La obra soberana de Dios no puede ser aniquilada, y las verdaderas ovejas de Cristo nunca perecerán; pero tanto uno como otro pueden naufragar de una manera práctica. El caso que aquí se supone es el de un cristiano gentil, espiritualmente robusto y libre de prejuicios, haciendo alarde de su libertad ante los ojos de su hermano judío, quien, aunque todavía fuerte en cuanto a la ley, es débil en la fe del Evangelio. De este modo, el hermano débil se ve tentado a hacer cosas que después se reprocha amargamente a sí mismo, estableciéndose tal vez bajo una nube espiritual hasta el día de su muerte.
Es posible que tú y yo estemos haciendo travesuras como esa, si no tenemos cuidado. Así que miremos hacia afuera y mantengamos nuestros ojos en el tribunal.
Al decir esto, prácticamente hemos anticipado el tercer gran principio del capítulo. Es la de la fraternidad cristiana, o fraternidad, podemos decir. El versículo 15 lo dice claramente. “Tu hermano... por el cual Cristo murió” (cap. 14:15). Si Cristo murió por ese hermano débil nuestro, un tipo problemático y torpe, aunque a veces lo sea, entonces debe ser muy querido por Cristo. ¿No será querido para nosotros? Y no olvidemos que usted y yo a veces podemos demostrar que somos tipos problemáticos e incómodos a sus ojos. Que Dios le conceda gracia, como antes a nosotros, para que nos vea como aquellos por quienes Cristo murió.
Basada en este principio viene la exhortación del versículo 19. Siendo hermanos, debemos procurar las cosas que contribuyen a la paz y a la edificación. Debemos estar dispuestos a construir, no a derribar. Debemos aspirar a la paz, no a la contienda. Si nos sentimos tentados a transgredir, hagámonos la pregunta de Moisés: “Señores, sois hermanos; ¿Por qué os hacéis mal unos a otros?”
Es posible que nos extraviemos tanto en nuestros pensamientos que cuando veamos a un hermano débil digamos: “¡Mira, aquí hay uno débil! Démosle un empujón y veamos si se cae”. Se cae, pobrecito. Entonces decimos: “Siempre pensamos que lo haría. Ahora ves que no es bueno, y nos hemos librado de él. Y cuando estemos ante el tribunal de Cristo que murió por él, ¿qué se nos va a decir? Si pudiéramos oírlo ahora, nos estremecerían los oídos. ¡Hay pérdida que recibir, así como recompensa en ese tribunal!
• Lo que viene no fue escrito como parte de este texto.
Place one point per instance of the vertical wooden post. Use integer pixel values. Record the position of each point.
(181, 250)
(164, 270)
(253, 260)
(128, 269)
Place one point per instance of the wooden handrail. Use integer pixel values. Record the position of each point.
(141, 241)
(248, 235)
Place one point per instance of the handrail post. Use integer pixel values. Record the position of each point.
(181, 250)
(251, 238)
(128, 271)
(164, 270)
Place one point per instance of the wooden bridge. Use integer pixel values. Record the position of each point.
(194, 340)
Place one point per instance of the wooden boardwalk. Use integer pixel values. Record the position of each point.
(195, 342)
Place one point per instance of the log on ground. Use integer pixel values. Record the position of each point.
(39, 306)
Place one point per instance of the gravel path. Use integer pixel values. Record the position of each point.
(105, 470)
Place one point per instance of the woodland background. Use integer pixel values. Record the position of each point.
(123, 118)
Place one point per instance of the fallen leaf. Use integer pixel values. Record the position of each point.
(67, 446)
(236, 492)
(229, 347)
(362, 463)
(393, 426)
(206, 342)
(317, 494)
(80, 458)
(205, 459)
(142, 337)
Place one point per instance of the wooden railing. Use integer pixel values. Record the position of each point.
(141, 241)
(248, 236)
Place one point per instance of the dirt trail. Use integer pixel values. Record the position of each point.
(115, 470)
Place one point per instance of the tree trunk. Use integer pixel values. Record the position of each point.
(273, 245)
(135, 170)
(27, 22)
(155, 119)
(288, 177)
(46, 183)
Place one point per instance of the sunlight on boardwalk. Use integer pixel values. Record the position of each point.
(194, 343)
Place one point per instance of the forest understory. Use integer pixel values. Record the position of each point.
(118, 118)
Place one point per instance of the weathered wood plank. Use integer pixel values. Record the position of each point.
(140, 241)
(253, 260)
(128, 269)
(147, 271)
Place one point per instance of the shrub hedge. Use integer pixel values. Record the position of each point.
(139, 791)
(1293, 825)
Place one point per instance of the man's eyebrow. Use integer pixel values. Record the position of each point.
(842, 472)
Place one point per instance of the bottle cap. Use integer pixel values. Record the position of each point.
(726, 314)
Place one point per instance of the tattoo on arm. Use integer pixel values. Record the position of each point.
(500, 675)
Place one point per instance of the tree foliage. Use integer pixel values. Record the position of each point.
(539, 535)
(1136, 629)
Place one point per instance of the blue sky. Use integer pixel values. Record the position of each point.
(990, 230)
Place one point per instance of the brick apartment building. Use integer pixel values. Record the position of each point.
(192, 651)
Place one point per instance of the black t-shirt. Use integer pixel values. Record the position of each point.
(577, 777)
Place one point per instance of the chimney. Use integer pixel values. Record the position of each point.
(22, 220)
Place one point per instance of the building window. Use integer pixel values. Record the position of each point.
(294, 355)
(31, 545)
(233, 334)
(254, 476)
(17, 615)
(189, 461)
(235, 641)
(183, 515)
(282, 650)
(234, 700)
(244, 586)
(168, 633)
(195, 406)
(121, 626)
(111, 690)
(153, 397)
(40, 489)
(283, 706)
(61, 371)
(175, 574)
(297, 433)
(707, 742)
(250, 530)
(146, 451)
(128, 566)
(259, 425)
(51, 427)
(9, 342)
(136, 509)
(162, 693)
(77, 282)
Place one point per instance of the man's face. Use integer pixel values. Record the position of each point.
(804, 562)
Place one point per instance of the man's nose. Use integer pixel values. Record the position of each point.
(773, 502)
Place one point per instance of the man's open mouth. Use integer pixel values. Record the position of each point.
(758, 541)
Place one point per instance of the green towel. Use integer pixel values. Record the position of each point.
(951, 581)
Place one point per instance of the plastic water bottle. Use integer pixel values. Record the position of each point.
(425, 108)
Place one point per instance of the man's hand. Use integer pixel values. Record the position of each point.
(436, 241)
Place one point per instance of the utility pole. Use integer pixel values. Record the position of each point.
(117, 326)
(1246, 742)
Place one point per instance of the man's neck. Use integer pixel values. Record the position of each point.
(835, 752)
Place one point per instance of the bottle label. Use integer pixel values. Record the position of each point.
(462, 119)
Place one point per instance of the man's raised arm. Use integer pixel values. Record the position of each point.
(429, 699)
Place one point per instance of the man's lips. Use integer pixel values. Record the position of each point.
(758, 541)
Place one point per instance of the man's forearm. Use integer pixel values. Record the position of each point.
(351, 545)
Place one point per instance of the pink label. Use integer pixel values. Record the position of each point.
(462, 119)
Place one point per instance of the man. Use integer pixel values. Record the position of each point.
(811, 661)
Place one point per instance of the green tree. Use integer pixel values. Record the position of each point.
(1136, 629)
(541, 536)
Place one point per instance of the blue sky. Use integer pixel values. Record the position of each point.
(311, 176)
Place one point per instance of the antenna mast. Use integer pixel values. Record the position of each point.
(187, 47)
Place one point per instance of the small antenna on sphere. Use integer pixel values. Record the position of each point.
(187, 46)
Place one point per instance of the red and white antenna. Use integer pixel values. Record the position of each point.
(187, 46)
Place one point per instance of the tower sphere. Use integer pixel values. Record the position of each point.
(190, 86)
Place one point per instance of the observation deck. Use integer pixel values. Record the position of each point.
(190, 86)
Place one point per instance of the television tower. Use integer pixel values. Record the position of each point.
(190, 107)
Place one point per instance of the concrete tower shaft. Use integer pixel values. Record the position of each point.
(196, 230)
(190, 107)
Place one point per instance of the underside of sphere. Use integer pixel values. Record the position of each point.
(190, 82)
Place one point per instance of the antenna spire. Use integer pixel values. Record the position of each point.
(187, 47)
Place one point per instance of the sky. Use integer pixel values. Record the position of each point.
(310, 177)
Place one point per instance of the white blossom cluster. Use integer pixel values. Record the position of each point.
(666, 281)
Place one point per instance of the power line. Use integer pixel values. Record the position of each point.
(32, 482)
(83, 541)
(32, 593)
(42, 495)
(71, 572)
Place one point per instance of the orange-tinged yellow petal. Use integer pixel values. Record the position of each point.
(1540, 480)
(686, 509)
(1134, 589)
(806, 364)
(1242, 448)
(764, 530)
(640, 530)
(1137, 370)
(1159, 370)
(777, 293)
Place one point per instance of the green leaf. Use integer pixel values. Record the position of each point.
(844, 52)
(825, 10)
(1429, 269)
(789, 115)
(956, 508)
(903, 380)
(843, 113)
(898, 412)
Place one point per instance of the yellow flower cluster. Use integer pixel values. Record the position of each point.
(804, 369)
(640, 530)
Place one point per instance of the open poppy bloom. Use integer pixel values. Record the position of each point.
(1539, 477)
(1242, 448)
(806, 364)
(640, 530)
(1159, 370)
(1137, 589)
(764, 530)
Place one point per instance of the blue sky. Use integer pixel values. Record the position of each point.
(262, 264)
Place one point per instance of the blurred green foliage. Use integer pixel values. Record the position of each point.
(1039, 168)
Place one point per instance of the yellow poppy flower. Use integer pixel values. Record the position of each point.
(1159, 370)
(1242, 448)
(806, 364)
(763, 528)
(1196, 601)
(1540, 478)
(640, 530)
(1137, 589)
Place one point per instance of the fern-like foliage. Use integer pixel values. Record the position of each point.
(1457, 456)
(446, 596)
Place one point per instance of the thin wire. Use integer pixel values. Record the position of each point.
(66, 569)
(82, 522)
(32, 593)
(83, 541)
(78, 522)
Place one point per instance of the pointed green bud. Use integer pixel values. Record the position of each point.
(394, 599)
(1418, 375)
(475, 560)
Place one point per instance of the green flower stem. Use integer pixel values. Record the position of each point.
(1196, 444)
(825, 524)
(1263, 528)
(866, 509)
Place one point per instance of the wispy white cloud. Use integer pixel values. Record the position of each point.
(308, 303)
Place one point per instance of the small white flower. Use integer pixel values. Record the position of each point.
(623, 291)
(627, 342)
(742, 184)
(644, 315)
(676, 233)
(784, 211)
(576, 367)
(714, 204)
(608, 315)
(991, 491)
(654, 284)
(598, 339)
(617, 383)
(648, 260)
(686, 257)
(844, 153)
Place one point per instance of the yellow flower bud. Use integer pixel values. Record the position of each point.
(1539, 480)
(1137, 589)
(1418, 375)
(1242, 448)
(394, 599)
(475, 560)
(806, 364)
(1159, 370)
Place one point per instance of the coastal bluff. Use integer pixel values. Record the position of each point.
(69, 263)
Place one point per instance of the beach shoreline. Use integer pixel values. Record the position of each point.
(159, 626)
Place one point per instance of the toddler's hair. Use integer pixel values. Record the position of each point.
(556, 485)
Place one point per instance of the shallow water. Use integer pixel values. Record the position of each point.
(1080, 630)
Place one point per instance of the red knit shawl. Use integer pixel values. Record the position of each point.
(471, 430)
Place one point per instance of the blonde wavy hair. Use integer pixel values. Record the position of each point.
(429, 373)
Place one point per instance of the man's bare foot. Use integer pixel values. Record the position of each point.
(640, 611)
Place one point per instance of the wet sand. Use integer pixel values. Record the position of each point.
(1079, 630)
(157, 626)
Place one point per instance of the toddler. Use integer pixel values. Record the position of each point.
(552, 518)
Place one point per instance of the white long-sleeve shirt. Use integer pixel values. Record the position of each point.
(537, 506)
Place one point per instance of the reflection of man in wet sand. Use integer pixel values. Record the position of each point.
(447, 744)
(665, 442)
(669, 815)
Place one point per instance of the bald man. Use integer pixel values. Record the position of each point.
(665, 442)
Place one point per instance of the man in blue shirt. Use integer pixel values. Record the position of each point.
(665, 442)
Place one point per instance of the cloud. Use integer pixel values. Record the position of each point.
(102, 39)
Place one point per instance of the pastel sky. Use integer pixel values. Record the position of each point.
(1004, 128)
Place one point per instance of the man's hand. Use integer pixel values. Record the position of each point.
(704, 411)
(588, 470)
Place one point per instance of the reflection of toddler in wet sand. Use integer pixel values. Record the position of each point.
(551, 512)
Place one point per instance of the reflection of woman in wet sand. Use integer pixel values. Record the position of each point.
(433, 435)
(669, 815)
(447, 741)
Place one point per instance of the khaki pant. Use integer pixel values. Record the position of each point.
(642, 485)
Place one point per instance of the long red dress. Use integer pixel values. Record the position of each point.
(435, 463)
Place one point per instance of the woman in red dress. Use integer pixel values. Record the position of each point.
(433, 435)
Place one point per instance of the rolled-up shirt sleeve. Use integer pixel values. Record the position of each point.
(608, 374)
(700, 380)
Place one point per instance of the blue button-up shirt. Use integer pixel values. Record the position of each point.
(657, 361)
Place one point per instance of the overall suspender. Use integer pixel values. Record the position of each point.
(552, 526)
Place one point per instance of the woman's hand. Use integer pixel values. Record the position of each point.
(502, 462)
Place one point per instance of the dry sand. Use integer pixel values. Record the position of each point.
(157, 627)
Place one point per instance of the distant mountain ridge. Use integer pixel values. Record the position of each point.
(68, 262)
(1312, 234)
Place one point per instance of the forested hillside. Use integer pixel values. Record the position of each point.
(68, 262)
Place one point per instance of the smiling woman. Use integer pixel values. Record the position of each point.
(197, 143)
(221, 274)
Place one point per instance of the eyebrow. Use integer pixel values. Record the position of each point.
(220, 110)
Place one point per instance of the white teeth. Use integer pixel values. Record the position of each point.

Una vez más, hagamos hincapié en el hecho de que todas estas instrucciones se relacionan con asuntos de la vida, la conducta y el servicio individuales, y no deben extenderse para incluir la verdad vital de Dios y condonar la indiferencia en cuanto a eso. El versículo 17 eleva nuestros pensamientos a un plano superior. Dios ha establecido su autoridad y gobierno en los corazones de sus santos, y esto no tiene que ver con detalles en cuanto a comer y beber, sino con los rasgos de un orden moral y espiritual que le agradan. Que vivamos vidas de justicia práctica y paz, y de gozo santo, en el poder del Espíritu de Dios, es para Su gloria. Somos puestos bajo Su influencia, y Su Espíritu nos es dado para este fin.
Al ser introducidos en ese reino, los principios que han de prevalecer entre nosotros son: Libertad, Responsabilidad, Fraternidad, como hemos visto, siendo la responsabilidad para con Dios. A fines del siglo XVII, el gran grito en Francia se convirtió en: “Libertad, Igualdad, Fraternidad”, siendo la igualdad hacia el hombre. ¡Qué tragedias siguieron! ¡Muy pronto se desarrolló una situación que fue la negación total de las tres palabras! Cuidémonos de observar nuestras tres palabras, que obran en la dirección de la justicia, la paz y el gozo.